Broadcaster and writer Cameron McNeish
Broadcaster and writer Cameron McNeish

Scots mountaineer and television presenter Cameron McNeish has blasted “ignorant” hikers who are ruining Scotland’s hills.

The outdoors enthusiast said overtourism and littering was posing a threat to beauty spots including Ben Nevis.

He hit out at walkers who leave banana skins on the mountain, damaging the ecosystem, and said they should be told to walk in single file to avoid further damage to paths.

It is estimated that about 300 banana skins are discarded on Ben Nevis every week. A litter pick over two days in July by a member of the Real 3 Peaks Challenge, a mountain clean-up campaign, collected 8kg of banana skins.

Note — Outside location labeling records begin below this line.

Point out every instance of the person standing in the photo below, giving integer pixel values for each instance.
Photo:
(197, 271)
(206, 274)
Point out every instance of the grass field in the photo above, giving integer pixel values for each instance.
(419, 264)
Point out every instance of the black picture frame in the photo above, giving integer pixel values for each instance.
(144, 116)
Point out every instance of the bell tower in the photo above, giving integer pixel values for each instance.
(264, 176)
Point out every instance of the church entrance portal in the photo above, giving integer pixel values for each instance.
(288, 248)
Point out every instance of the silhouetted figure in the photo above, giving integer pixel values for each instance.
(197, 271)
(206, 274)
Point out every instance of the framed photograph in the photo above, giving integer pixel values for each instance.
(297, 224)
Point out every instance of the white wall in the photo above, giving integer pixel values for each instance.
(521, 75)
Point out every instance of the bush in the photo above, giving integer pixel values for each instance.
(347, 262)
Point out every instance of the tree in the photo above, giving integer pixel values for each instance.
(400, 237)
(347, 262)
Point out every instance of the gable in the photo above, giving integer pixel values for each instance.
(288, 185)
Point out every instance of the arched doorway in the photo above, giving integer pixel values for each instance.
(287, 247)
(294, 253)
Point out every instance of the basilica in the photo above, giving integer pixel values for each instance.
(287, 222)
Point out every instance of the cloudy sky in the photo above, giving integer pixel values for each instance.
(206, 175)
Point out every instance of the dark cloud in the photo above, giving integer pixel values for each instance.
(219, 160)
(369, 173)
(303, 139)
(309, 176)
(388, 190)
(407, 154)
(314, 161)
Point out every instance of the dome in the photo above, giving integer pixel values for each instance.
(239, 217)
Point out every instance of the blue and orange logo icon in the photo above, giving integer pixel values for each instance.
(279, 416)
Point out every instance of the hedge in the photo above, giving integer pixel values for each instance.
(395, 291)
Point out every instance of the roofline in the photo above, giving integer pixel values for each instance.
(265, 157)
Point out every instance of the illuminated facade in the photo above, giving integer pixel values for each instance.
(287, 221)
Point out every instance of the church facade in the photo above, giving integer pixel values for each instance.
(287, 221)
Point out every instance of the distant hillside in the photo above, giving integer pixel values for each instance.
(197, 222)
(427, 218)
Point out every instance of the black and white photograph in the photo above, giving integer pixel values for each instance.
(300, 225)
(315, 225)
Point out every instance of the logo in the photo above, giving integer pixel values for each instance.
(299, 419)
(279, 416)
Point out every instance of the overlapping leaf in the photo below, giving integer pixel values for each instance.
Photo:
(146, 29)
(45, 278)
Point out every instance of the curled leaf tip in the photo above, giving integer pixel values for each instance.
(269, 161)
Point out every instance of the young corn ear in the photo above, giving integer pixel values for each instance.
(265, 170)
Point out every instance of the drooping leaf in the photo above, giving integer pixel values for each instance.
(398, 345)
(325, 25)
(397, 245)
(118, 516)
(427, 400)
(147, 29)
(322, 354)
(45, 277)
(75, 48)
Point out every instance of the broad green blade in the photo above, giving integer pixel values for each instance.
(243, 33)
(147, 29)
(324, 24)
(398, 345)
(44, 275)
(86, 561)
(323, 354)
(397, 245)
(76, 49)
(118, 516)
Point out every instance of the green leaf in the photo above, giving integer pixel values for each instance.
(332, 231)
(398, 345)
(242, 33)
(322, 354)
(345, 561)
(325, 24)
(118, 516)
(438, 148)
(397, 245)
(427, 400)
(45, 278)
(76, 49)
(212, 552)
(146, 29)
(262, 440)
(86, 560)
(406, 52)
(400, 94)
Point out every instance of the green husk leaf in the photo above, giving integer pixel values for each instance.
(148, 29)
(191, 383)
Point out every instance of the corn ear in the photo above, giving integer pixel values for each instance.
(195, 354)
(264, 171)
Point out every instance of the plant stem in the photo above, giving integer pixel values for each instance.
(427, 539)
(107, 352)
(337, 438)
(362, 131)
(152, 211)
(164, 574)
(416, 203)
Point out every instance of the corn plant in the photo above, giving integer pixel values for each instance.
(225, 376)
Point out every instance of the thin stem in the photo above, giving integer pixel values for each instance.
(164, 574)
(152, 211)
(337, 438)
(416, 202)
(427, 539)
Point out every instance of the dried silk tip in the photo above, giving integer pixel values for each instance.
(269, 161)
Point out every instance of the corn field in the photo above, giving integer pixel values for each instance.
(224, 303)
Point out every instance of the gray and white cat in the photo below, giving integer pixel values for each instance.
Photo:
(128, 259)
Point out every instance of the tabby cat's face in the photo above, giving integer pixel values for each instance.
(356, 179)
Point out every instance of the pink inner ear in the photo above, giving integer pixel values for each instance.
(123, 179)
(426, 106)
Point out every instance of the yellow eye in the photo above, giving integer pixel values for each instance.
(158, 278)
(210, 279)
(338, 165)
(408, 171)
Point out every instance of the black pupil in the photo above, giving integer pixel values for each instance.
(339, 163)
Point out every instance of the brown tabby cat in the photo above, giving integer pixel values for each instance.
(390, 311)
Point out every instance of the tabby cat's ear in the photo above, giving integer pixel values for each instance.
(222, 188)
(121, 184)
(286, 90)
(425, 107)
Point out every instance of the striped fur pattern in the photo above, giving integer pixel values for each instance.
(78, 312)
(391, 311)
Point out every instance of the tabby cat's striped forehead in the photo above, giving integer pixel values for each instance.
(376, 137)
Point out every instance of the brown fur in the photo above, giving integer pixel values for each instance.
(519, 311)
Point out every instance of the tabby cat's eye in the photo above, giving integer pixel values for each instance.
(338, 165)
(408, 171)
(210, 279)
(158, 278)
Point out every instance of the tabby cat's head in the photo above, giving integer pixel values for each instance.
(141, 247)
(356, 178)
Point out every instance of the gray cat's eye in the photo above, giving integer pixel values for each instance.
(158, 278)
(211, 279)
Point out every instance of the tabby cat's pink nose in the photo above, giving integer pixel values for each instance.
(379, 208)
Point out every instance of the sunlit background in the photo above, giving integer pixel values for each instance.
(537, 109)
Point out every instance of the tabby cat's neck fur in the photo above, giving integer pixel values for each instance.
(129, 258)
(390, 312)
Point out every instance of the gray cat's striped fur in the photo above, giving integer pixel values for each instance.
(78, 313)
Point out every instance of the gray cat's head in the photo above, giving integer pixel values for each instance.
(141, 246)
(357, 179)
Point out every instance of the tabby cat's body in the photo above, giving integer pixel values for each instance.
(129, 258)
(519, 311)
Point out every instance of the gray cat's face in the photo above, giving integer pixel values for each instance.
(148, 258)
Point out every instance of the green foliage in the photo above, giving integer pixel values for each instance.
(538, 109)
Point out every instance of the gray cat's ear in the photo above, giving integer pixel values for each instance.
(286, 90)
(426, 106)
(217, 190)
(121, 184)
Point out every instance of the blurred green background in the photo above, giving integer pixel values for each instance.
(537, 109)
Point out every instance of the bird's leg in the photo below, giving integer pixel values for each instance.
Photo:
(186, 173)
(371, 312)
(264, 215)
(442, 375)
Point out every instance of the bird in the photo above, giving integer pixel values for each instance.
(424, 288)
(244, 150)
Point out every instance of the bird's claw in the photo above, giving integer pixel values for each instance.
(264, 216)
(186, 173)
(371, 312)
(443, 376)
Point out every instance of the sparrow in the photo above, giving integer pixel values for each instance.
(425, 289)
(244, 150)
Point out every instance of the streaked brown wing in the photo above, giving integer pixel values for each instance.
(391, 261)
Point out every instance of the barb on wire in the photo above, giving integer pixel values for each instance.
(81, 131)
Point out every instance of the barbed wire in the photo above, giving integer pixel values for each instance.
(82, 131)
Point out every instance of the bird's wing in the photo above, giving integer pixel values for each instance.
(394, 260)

Visitor numbers on the mountain jumped from 120,000 to 160,000 last year.

McNeish, 69, said: “Even in the wildest areas of Scotland it’s not unusual to find bags of rubbish left in bothies, water sources contaminated by human waste and litter crammed into the crevices of calms and stone walls.

“Another problem we face in these days of over-tourism is the damage we do without realising it. On a typical Bank Holiday on Ben Nevis people make their way up to the summit in an almost continuous line.

Thick snow on Ben Nevis.

“The problem is numbers. The paths on our mountains were never created for such a volume of traffic so damage has become inevitable.

“The Munros are so popular that many of the paths have become eroded scars and some wild camping spots are over-used and left worn and scabby.

“’Loving the hills to death’ has become a little cliched, but there is an element of truth to it, and that love affair is a growing problem on many of our popular hills.

“Litter is a particular issue. Most experienced hillwalkers understand they should leave nothing behind but their boot prints, but more casual visitors to the hills are less likely to be aware of the fact that banana skins can take up to two years to degrade, which is not only unsightly but can damage the mountain’s fragile ecosystem.

“Much of the damage is done through ignorance. Many people simply don’t know how to respect wild country.”

In an article for The Scots Magazine, the veteran climber called for more public information campaigns to highlight the damage being done to Scotland’s hills.